Patrick Vernay : J’ai été invité à venir courir à Busselton dès le mois de juin par les organisateurs australiens, après ma victoire à Port Macquarie le 2 avril. Je leur avais dit que j'étais incertain dans la mesure où je participais à Hawaii sept semaines avant et que je leur communiquerai ma réponse lors de la troisième semaine d’octobre. Après Hawaii, ils n’ont pas tardé à me relancer. J'ai finalement accepté le 22 octobre. Ma récupération se faisait sans souci et la reprise de l’entraînement ne se passait pas si mal physiquement même si la motivation avait un peu disparu.. J’ai convaincu mon père de m’y accompagner pour s'occuper de la logistique et c’est comme ça que j’ai débarqué à Busselton le 30 novembre.
Ce crochet de dernier miniute à Busselton te permet de finir remarquablement ta saison.

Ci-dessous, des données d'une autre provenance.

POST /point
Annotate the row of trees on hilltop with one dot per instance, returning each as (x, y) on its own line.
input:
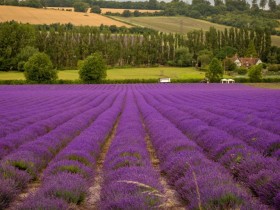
(66, 45)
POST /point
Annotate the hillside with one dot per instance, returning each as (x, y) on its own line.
(171, 24)
(178, 24)
(47, 16)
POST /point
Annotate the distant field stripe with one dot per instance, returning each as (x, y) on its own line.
(48, 16)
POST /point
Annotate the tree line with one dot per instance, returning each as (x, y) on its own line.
(67, 44)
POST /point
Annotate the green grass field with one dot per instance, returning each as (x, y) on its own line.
(265, 85)
(178, 24)
(126, 73)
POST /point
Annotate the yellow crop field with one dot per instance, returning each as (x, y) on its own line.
(49, 16)
(104, 10)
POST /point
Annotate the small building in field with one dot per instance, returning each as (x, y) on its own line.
(227, 81)
(245, 62)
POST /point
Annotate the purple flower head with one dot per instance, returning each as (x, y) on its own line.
(41, 202)
(70, 187)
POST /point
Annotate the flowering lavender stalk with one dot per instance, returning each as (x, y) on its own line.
(129, 178)
(69, 175)
(211, 187)
(33, 157)
(11, 142)
(232, 153)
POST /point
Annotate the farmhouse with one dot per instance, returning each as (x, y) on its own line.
(245, 62)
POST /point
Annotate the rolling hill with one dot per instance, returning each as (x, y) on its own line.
(47, 16)
(178, 24)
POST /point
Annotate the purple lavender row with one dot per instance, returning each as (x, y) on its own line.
(252, 101)
(237, 112)
(13, 141)
(53, 108)
(260, 174)
(128, 173)
(26, 162)
(68, 177)
(16, 110)
(203, 184)
(265, 142)
(250, 118)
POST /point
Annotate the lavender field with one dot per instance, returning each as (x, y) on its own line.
(144, 146)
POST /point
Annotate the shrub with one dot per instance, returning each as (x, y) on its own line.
(39, 69)
(242, 71)
(7, 192)
(93, 69)
(215, 71)
(274, 68)
(255, 73)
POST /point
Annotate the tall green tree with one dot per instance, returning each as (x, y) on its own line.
(93, 69)
(272, 5)
(251, 50)
(263, 3)
(39, 69)
(255, 73)
(215, 71)
(23, 56)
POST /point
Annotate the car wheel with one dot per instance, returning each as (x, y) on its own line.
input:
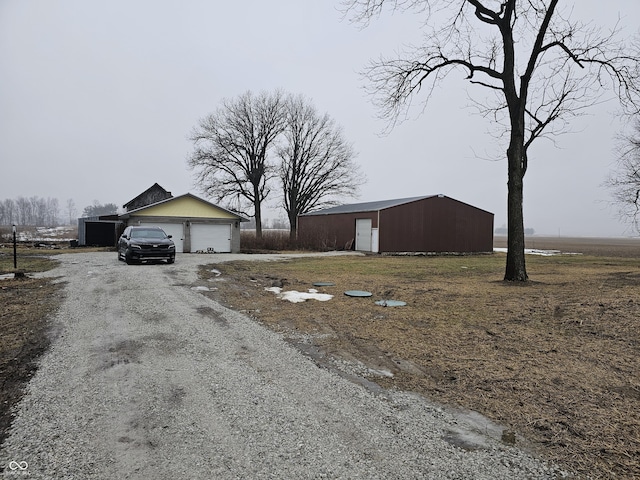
(128, 259)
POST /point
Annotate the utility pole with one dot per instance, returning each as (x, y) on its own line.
(15, 257)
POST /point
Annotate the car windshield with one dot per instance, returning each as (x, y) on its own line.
(150, 233)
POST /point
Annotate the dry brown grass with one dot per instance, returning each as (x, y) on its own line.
(556, 359)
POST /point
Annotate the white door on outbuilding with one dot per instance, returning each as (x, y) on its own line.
(207, 238)
(176, 230)
(363, 234)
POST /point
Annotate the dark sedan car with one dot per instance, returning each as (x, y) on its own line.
(144, 244)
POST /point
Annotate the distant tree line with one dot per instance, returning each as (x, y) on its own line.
(46, 212)
(36, 211)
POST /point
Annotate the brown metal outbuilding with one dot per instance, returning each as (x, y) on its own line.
(429, 224)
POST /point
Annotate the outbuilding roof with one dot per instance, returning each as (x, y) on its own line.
(367, 206)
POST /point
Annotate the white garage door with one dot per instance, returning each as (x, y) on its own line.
(210, 237)
(176, 230)
(363, 234)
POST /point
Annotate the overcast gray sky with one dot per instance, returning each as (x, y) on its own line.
(97, 100)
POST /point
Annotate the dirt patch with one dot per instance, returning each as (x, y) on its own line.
(554, 361)
(25, 308)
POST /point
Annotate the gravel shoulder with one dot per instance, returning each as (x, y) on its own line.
(149, 379)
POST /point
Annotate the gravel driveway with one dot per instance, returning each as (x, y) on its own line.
(149, 379)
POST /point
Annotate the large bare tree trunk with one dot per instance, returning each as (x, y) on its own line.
(516, 270)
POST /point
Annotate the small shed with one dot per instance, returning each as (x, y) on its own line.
(101, 231)
(194, 224)
(427, 224)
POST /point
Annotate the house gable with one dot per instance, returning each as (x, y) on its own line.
(185, 206)
(151, 195)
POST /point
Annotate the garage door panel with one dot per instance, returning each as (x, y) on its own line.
(205, 237)
(176, 230)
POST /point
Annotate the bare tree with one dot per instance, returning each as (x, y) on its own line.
(317, 162)
(624, 181)
(539, 67)
(232, 148)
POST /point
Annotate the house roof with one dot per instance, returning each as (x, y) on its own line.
(367, 206)
(155, 186)
(186, 196)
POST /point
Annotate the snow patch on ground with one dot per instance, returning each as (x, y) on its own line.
(535, 251)
(294, 296)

2007 s’est terminée comme elle avait commencé, par une victoire en Ironman en Australie avec entre ces huit mois, un deuxième Top 10 à Hawaii. Le chrono de 8h06 (ndlr : à Busselton) est également une satisfaction. La régularité dont j’ai fait preuve sur mes marathons en Ironman (ndlr : moins de 2h50 à chaque fois) est encourageante. À chaque occasion, j'ai réussi aussi un vélo correct sauf à Hawaii où j’ai eu quelques soucis en début de course pour me mettre tout de suite en jambes . Cela a malheureusement été plus que préjudiciable à l’issue des 180 km. Mais bon, il est difficile d’être chaque fois en super forme le jour J. Al Sultan et Stadler en savent quelque chose. Je n'aurais jamais réalisé cette belle saison sans tous ceux qui m’ont fait confiance et qui m’ont encouragé, qu’ils fassent partie de ma famille, de mes amis, de mon club, de mes sponsors et des différents médias de Nouvelle Calédonie ou de métropole.
Avec ce nouveau Top 10, penses-tu avoir acquis un nouveau statut ?

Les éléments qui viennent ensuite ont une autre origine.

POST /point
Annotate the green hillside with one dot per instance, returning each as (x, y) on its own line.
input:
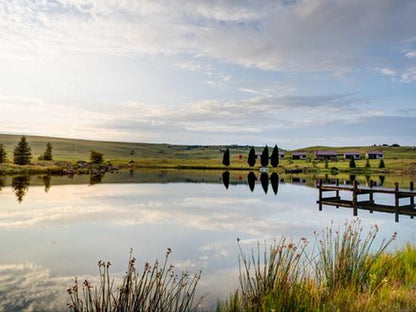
(397, 159)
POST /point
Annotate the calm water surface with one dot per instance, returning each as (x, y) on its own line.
(61, 227)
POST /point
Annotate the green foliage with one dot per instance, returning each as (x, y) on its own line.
(157, 288)
(226, 158)
(274, 158)
(22, 152)
(3, 154)
(264, 159)
(251, 159)
(96, 157)
(381, 164)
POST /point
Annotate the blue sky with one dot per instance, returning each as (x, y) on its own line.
(290, 72)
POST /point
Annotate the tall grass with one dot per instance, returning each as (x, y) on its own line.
(346, 258)
(156, 288)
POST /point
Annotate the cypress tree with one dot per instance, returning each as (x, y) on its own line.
(381, 165)
(226, 158)
(265, 157)
(251, 160)
(3, 154)
(96, 157)
(274, 158)
(48, 153)
(22, 154)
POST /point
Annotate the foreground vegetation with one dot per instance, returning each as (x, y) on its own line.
(68, 153)
(342, 271)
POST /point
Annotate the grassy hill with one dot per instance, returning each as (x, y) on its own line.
(397, 159)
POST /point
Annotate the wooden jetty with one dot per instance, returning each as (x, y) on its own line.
(369, 204)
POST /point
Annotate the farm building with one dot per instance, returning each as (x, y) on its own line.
(374, 155)
(351, 155)
(329, 155)
(298, 155)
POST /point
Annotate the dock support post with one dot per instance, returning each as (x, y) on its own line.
(337, 191)
(320, 194)
(371, 196)
(354, 199)
(396, 202)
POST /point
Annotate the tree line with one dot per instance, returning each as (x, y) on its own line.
(22, 153)
(252, 157)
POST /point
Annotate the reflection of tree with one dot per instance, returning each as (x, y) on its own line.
(20, 185)
(274, 178)
(251, 178)
(264, 179)
(46, 182)
(226, 179)
(95, 178)
(381, 180)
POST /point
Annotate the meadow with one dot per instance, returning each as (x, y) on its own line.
(145, 155)
(341, 270)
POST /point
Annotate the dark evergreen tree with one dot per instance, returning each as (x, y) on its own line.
(251, 160)
(48, 153)
(264, 159)
(381, 164)
(251, 178)
(274, 158)
(22, 153)
(264, 179)
(3, 154)
(96, 157)
(226, 158)
(20, 186)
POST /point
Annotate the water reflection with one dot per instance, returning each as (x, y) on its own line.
(20, 186)
(46, 179)
(226, 179)
(274, 178)
(251, 178)
(73, 226)
(264, 179)
(96, 178)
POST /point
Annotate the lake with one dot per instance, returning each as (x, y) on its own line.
(55, 228)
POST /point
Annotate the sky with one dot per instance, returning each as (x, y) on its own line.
(289, 72)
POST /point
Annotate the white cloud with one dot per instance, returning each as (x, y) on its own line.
(409, 75)
(388, 72)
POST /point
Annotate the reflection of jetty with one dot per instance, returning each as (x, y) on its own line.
(369, 204)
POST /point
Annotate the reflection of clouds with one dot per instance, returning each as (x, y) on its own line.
(128, 207)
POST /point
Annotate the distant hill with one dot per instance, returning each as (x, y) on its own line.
(75, 149)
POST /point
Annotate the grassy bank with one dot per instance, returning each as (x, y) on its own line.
(342, 270)
(66, 152)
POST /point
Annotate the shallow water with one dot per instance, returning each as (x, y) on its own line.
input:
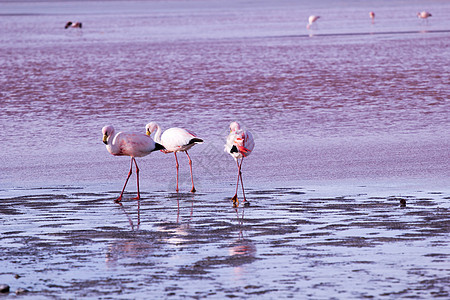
(348, 118)
(291, 241)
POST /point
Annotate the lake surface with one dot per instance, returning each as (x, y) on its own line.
(349, 118)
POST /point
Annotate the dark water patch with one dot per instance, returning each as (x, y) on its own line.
(351, 242)
(438, 255)
(425, 202)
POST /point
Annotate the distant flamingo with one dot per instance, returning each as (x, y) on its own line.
(311, 20)
(73, 25)
(175, 140)
(130, 144)
(239, 144)
(424, 15)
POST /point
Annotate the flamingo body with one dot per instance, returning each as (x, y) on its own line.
(175, 140)
(240, 144)
(73, 25)
(311, 20)
(129, 144)
(179, 139)
(424, 15)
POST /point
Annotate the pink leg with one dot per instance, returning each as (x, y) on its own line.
(242, 182)
(126, 181)
(192, 176)
(177, 165)
(235, 199)
(137, 179)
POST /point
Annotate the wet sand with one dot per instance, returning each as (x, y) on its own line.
(65, 242)
(350, 120)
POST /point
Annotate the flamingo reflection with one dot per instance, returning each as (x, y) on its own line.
(242, 248)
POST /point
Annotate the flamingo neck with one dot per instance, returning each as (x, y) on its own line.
(158, 134)
(112, 145)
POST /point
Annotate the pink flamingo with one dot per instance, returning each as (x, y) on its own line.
(130, 144)
(372, 16)
(311, 20)
(175, 140)
(239, 144)
(424, 15)
(73, 25)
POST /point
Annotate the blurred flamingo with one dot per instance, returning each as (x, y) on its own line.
(73, 25)
(130, 144)
(239, 144)
(311, 20)
(372, 16)
(175, 140)
(424, 15)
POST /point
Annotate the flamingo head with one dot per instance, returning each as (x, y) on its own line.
(150, 128)
(234, 126)
(107, 132)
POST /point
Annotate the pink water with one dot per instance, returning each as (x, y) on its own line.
(345, 106)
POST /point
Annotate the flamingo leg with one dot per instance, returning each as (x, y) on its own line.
(137, 179)
(177, 165)
(242, 182)
(192, 176)
(235, 199)
(126, 181)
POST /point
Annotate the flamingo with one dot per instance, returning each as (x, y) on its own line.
(311, 20)
(130, 144)
(73, 25)
(175, 140)
(239, 144)
(423, 15)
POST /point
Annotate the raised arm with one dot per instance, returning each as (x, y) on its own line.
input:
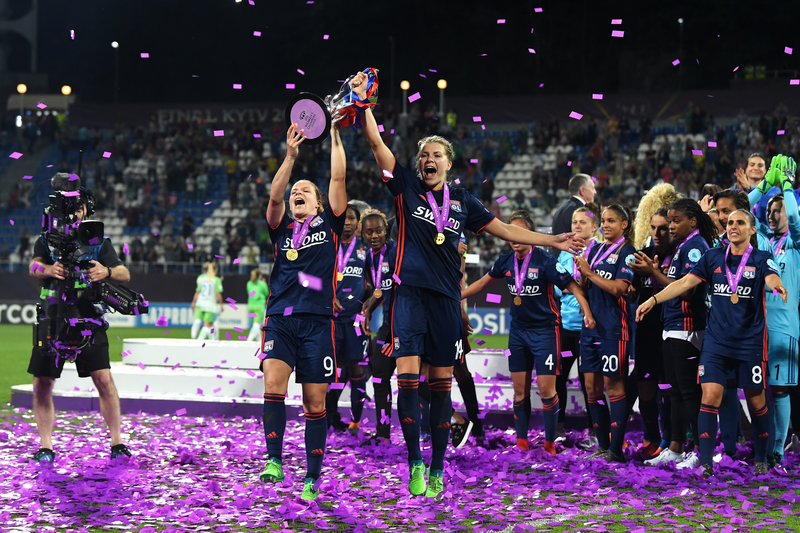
(478, 286)
(277, 207)
(337, 193)
(566, 241)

D’un point de vue médiatique, j’ai senti que mes résultats faisaient plaisir à tous les Français férus d’Ironman. Les nombreux messages de soutien et de félicitations que j’ai reçus ont largement contribué à ma réussite de cette année. Bien évidemment la saison aurait pu être encore meilleure si j’étais professionnel. Mais je n’ai toujours pas les moyens de me consacrer exclusivement au triathlon pendant un an ou deux comme je le souhaiterais. J'imaginais que cette médiatisation accrue attirerait les mécènes. Il n’en est rien. Il est difficile de pouvoir vivre de cette passion, même à mon niveau. Si ces quelques lignes pouvaient intéresser un généreux futur partenaire, je n’y serai en aucune façon opposé ! En attendant je profite de cette petite période de repos auprès de ma famille pour démarcher un peu de nouveaux sponsors qui pourraient enfin me permettre de mener à terme mon projet sportif pour 2008.

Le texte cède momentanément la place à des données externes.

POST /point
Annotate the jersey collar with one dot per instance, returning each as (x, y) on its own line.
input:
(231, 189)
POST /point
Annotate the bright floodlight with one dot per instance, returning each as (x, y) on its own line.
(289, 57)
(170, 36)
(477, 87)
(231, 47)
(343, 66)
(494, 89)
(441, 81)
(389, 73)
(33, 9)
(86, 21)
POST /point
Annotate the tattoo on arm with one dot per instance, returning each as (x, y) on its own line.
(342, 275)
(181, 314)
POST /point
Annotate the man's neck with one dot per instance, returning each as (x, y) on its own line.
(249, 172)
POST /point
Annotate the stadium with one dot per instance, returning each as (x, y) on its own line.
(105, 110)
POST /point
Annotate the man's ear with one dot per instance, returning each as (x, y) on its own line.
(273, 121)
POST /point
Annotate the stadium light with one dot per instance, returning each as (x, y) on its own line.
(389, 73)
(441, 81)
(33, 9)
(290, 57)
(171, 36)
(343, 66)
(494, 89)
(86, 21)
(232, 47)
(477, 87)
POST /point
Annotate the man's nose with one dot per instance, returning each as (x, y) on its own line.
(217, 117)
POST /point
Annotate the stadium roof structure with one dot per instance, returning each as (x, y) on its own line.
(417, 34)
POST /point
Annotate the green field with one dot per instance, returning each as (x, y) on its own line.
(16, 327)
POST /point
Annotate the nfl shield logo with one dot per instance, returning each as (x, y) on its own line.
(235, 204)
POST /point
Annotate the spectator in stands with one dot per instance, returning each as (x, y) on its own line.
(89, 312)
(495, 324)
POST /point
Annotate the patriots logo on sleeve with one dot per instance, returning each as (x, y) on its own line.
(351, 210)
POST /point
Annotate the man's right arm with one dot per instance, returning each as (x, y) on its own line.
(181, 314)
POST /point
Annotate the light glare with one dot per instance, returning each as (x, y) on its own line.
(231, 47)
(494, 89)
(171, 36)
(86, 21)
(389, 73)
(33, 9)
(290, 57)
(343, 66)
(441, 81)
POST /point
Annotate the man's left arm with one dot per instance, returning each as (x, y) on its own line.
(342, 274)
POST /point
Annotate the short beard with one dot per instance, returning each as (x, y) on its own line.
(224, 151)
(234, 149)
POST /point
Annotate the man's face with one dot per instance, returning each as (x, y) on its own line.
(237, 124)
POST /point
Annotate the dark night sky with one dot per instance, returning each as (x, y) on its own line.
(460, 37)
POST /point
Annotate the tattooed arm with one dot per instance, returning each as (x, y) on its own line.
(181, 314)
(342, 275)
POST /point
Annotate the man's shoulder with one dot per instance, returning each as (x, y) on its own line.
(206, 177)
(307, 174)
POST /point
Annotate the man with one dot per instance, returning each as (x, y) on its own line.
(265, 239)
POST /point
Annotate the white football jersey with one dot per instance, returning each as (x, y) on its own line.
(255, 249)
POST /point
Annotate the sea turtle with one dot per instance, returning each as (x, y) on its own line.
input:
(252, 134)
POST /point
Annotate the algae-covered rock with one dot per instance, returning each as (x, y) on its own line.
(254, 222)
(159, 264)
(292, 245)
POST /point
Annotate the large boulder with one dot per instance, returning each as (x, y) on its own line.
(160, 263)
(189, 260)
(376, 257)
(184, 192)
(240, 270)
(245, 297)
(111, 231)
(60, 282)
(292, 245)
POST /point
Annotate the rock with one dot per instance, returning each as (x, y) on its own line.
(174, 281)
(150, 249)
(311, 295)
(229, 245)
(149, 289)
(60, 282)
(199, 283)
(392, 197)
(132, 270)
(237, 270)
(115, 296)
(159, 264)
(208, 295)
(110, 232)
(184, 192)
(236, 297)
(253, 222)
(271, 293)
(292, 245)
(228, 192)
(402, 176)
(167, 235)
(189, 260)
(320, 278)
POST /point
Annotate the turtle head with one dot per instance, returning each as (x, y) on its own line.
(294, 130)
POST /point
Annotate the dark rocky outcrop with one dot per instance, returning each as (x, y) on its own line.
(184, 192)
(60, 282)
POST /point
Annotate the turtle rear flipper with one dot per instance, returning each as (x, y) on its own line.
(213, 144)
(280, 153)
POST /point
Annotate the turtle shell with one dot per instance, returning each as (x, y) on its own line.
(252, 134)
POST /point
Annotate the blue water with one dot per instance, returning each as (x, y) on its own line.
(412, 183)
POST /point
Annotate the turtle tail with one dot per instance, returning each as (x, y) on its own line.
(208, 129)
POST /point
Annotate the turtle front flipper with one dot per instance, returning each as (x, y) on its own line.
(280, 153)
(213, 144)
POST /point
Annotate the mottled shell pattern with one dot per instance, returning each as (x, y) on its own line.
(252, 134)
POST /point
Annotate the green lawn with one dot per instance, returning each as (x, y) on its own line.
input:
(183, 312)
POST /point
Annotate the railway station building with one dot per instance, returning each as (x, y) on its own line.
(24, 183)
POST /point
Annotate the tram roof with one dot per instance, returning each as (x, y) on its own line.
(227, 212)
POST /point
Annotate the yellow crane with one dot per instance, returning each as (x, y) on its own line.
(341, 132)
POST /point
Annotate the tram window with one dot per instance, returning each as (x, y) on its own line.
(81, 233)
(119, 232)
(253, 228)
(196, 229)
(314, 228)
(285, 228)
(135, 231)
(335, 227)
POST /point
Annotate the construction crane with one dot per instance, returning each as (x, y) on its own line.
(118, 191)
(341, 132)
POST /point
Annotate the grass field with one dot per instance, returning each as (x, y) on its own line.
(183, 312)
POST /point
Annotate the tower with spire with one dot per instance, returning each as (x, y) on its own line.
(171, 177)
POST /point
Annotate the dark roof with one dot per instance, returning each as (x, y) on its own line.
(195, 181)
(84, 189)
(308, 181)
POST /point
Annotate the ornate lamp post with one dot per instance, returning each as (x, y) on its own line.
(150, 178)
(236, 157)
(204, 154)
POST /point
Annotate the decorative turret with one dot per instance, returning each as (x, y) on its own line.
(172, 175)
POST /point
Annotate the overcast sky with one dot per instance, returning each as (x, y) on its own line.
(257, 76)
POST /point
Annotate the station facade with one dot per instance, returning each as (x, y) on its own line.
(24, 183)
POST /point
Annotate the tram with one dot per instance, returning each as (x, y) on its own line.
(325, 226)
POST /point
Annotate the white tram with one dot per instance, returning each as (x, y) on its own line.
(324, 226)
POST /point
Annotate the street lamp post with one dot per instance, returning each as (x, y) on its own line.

Comment se dessine la prochaine saison ?
L’objectif majeur reste Hawaii. L’an dernier, en terminant 10e , il me suffisait de finir un Half ou un Ironman dans l’année pour entériner ma qualification. Je suppose que cela n’a pas changé. Je l’espère... Je n’ai donc pas pris mon slot à Busselton, comme je ne l’avais pas pris non plus à Port Macquarie en avril. J’ai à présent l’esprit libre pour 2008, je vais pouvoir me concocter un calendrier plus serein. J’envisage de courir à nouveau trois Ironman l’année prochaine mais je n’ai pas arrêté mes choix pour le moment. Le championnat de France à Belfort (1er juin) pourrait être à mon programme également mais là encore, rien n’est sûr. Je ferai peut-être le Mondial s'il se dispute sur un format C. En revanche, si c’est pour faire un long CD de 3h30 comme l’an dernier à Lorient, je ne serai pas au départ même si je me qualifie. Pour les courses dans l’hexagone, j’aimerais à nouveau être au départ du triathlon de Beauvais pour remercier mon club et les sponsors qui s’investissent à nos côtés. Pour le reste, j’ai encore un bon mois devant moi pour tout planifier. J’arrêterai mon programme mi-janvier.